GROWTH VARIATIONS IN THE GEODUCK PANOPEA GLOBOSA IN DIFFERENT CLIMATOLOGICAL REGIONS OF NORTHWESTERN MEXICO.
Geoduck species are in the genus Panopea (family Hiatellidae), and they are distributed around the world. The genus comprises many species, including but not limited to Panopea abbreviata (Valenciennes, 1839), endemic to the southwestern Atlantic; Panopea zelandica (Quoy & Gaimard, 1835), found in the southwestern Pacific; Panopea globosa (Dall, 1898), found primarily in the Gulf of California; and Panopea generosa (Gould, 1850), which ranges from Alaska to Baja California (Mexico). The spatial distributions and proper name of the last two species have generated debate. The discussion regarding whether P. globosa inhabits only the Gulf of California was resolved when it was determined that this species is also harvested in Bahia Magdalena and Baja California Sur, Mexico, on the Pacific Coast (Suarez-Moo et al. 2013). The fishing areas for P. globosa include both the coast (eastern and western) in the northern part of the Gulf of California and the eastern coast in the central Gulf of California. This species is also fished on the Pacific Coast of the Baja California Peninsula. There was a dispute as to whether P. generosa was synonymous with Panopea abrupta (Conrad, 1849), but Vadopalas et al. (2010) determined that the correct name for the geoduck clam fished from Alaska to Baja California, Mexico, was P. generosa.
Species with broad spatial distributions are ideal to study the effects of environmental versus biological traits such as growth parameter variations. The three-parameter von Bertalanffy growth model (VBGM) is frequently used to apply management strategies for resources in commercial fisheries as the VBGM requires estimating biomass and targeting mortality based on the output of an age-structured equilibrium yield model (Bradbury & Tagart 2000). Hoffmann et al. (2000) conducted a study in four regions in the state of Washington and found that Panopea generosa growth parameters differed among regions and among sites within regions.
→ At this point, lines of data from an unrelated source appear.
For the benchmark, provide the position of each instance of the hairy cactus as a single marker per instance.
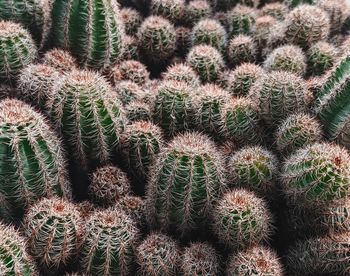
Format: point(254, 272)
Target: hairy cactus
point(185, 181)
point(210, 32)
point(258, 260)
point(14, 260)
point(279, 94)
point(206, 61)
point(297, 131)
point(241, 219)
point(84, 108)
point(108, 244)
point(54, 229)
point(317, 175)
point(254, 168)
point(241, 48)
point(306, 25)
point(17, 50)
point(74, 23)
point(200, 259)
point(157, 255)
point(108, 185)
point(157, 38)
point(32, 160)
point(288, 58)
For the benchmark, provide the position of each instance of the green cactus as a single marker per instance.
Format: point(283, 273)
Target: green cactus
point(108, 244)
point(32, 160)
point(85, 110)
point(53, 228)
point(241, 220)
point(185, 181)
point(17, 50)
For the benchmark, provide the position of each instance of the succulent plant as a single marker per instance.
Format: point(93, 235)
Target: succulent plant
point(17, 50)
point(84, 108)
point(241, 219)
point(33, 164)
point(53, 228)
point(73, 23)
point(185, 181)
point(158, 254)
point(109, 244)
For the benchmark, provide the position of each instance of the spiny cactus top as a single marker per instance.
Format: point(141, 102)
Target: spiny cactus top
point(53, 228)
point(91, 30)
point(84, 108)
point(14, 260)
point(32, 159)
point(185, 181)
point(17, 50)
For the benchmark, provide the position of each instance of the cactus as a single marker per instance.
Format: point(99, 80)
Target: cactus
point(241, 20)
point(108, 244)
point(14, 260)
point(306, 25)
point(108, 185)
point(243, 78)
point(206, 61)
point(317, 175)
point(32, 159)
point(241, 48)
point(35, 83)
point(321, 57)
point(84, 108)
point(254, 168)
point(241, 220)
point(297, 131)
point(327, 255)
point(209, 32)
point(258, 260)
point(17, 50)
point(173, 107)
point(91, 30)
point(53, 228)
point(185, 181)
point(157, 38)
point(140, 143)
point(279, 94)
point(288, 58)
point(200, 259)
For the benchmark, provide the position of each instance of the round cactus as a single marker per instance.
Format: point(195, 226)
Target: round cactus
point(32, 160)
point(317, 175)
point(14, 260)
point(279, 94)
point(72, 27)
point(241, 219)
point(108, 244)
point(85, 109)
point(288, 58)
point(185, 181)
point(306, 25)
point(54, 229)
point(200, 259)
point(241, 48)
point(254, 168)
point(206, 61)
point(158, 254)
point(108, 185)
point(157, 38)
point(209, 32)
point(297, 131)
point(257, 260)
point(17, 50)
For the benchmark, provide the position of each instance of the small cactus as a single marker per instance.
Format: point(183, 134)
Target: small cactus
point(157, 255)
point(241, 219)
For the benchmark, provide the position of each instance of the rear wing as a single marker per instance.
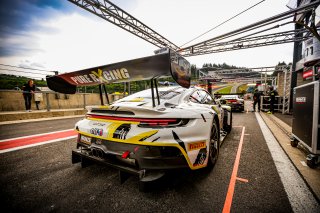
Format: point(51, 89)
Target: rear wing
point(168, 64)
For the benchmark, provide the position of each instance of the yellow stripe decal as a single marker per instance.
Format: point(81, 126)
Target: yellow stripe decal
point(143, 136)
point(113, 121)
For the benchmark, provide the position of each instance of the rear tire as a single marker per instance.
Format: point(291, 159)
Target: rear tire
point(214, 145)
point(227, 127)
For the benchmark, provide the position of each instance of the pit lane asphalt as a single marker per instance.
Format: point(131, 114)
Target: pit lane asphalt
point(42, 179)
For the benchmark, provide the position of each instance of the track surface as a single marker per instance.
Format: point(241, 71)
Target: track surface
point(42, 178)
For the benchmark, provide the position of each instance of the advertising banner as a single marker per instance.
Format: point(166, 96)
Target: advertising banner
point(161, 65)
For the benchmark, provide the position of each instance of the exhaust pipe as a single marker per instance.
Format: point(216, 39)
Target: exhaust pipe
point(97, 153)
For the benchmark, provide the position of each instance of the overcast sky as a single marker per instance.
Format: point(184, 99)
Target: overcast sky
point(58, 35)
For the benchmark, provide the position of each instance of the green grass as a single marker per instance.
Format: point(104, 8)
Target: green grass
point(242, 88)
point(224, 90)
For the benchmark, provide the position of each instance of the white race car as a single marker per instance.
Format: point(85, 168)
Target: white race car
point(151, 131)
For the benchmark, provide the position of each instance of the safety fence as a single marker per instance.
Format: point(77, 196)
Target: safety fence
point(46, 100)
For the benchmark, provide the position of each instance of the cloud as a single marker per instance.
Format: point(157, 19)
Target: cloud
point(19, 18)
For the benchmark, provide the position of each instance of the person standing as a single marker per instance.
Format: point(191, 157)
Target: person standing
point(28, 90)
point(272, 94)
point(256, 99)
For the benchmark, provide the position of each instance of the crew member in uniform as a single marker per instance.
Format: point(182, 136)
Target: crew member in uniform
point(256, 99)
point(272, 93)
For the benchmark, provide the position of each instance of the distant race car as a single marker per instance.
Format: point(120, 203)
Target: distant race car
point(152, 131)
point(234, 101)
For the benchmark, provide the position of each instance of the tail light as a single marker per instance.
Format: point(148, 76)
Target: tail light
point(145, 122)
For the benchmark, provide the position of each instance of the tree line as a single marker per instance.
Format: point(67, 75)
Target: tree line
point(12, 82)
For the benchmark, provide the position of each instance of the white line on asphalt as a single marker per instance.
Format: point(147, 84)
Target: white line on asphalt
point(36, 144)
point(299, 195)
point(303, 163)
point(31, 136)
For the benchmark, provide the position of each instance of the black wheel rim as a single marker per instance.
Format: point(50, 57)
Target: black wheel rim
point(214, 145)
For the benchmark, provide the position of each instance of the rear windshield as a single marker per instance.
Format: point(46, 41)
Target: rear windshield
point(165, 94)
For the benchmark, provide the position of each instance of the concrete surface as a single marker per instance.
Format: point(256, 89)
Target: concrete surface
point(278, 124)
point(282, 131)
point(6, 117)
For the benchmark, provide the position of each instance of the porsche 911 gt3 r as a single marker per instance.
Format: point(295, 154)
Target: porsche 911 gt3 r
point(151, 131)
point(183, 131)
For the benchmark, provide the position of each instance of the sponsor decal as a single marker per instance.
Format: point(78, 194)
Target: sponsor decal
point(307, 74)
point(98, 124)
point(201, 157)
point(96, 131)
point(98, 141)
point(122, 131)
point(85, 139)
point(101, 76)
point(196, 145)
point(300, 100)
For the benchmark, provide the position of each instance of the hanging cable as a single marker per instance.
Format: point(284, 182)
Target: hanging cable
point(25, 68)
point(21, 71)
point(222, 23)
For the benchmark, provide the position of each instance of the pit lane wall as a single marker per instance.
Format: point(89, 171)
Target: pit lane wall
point(14, 101)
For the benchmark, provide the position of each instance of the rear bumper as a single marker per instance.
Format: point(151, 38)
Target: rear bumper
point(236, 107)
point(139, 158)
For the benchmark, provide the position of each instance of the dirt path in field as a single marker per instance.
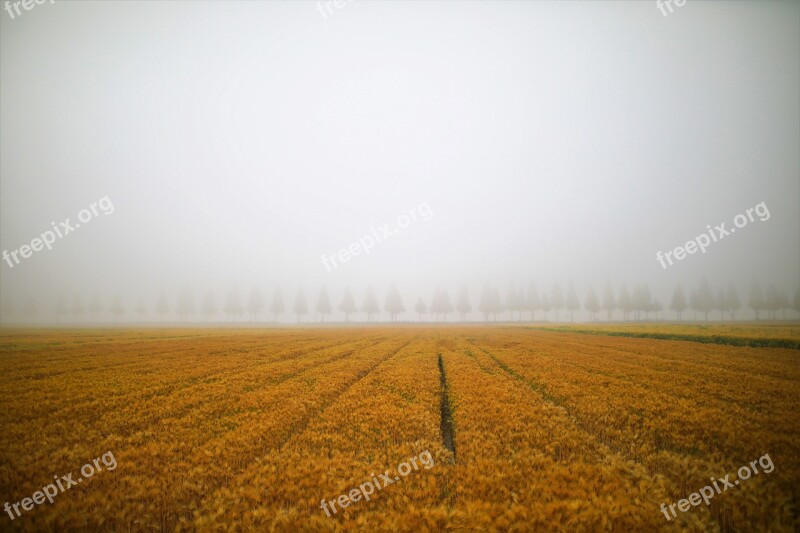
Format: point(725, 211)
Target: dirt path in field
point(448, 432)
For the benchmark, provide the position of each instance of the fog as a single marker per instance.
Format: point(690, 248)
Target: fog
point(242, 145)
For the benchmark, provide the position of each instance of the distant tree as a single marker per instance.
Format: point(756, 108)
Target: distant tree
point(440, 304)
point(694, 304)
point(572, 303)
point(95, 307)
point(162, 307)
point(784, 304)
point(545, 305)
point(233, 305)
point(532, 300)
point(732, 301)
point(185, 304)
point(323, 304)
point(705, 298)
point(300, 306)
point(756, 299)
point(117, 308)
point(370, 306)
point(30, 310)
point(61, 307)
point(348, 305)
point(796, 300)
point(609, 303)
point(625, 303)
point(394, 303)
point(720, 303)
point(656, 307)
point(140, 309)
point(255, 304)
point(775, 301)
point(277, 308)
point(8, 309)
point(209, 307)
point(462, 304)
point(642, 300)
point(556, 299)
point(678, 303)
point(485, 304)
point(421, 308)
point(515, 301)
point(77, 306)
point(592, 304)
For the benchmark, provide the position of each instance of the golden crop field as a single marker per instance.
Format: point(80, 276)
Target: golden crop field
point(253, 429)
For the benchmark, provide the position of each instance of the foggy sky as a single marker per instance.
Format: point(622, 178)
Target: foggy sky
point(239, 142)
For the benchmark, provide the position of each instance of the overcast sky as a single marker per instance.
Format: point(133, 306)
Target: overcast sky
point(239, 142)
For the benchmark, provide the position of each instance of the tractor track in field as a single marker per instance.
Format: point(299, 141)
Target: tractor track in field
point(538, 388)
point(301, 427)
point(446, 411)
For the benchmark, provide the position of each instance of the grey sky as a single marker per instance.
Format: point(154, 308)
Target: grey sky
point(241, 141)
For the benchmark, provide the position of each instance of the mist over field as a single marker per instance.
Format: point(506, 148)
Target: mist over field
point(227, 150)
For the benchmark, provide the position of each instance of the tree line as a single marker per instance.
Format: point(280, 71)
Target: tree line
point(517, 304)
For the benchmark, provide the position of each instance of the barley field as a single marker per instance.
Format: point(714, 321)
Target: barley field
point(528, 429)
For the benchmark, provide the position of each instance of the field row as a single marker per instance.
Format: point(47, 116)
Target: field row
point(253, 429)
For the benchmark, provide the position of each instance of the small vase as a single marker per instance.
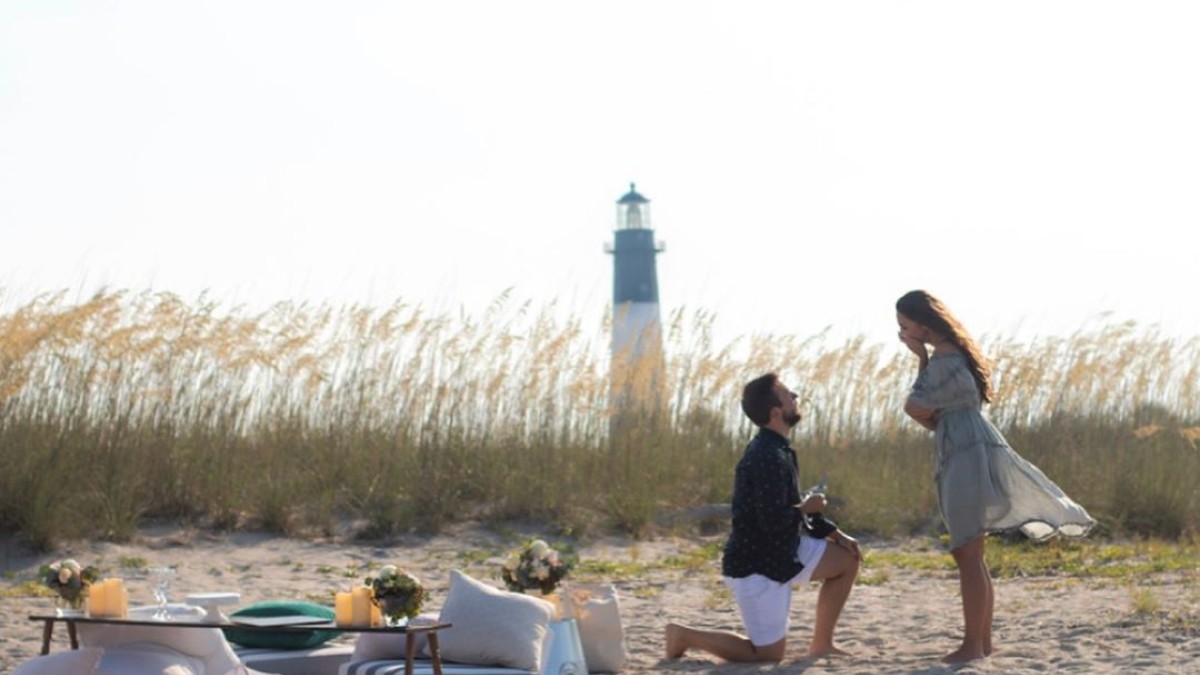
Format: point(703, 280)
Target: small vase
point(70, 605)
point(391, 608)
Similar studies were performed by Campbell and Ming (2003) in locations throughout British Columbia, and similar results were obtained. In addition, Campbell et al. (2004) and Zhang and Hand (2006) found that the key parameters required to estimate biomass and productivity differed among regions. Most recently, Wood et al. (2018) concluded that the growth parameters of P. generosa were good indicators that this species has larger sizes in zones with colder water and higher primary productivity than in other regions. They studied six populations from Dungeness West, WA, to San Quintin, Baja California, Mexico. Wood et al. (2018) included very different climatological regions.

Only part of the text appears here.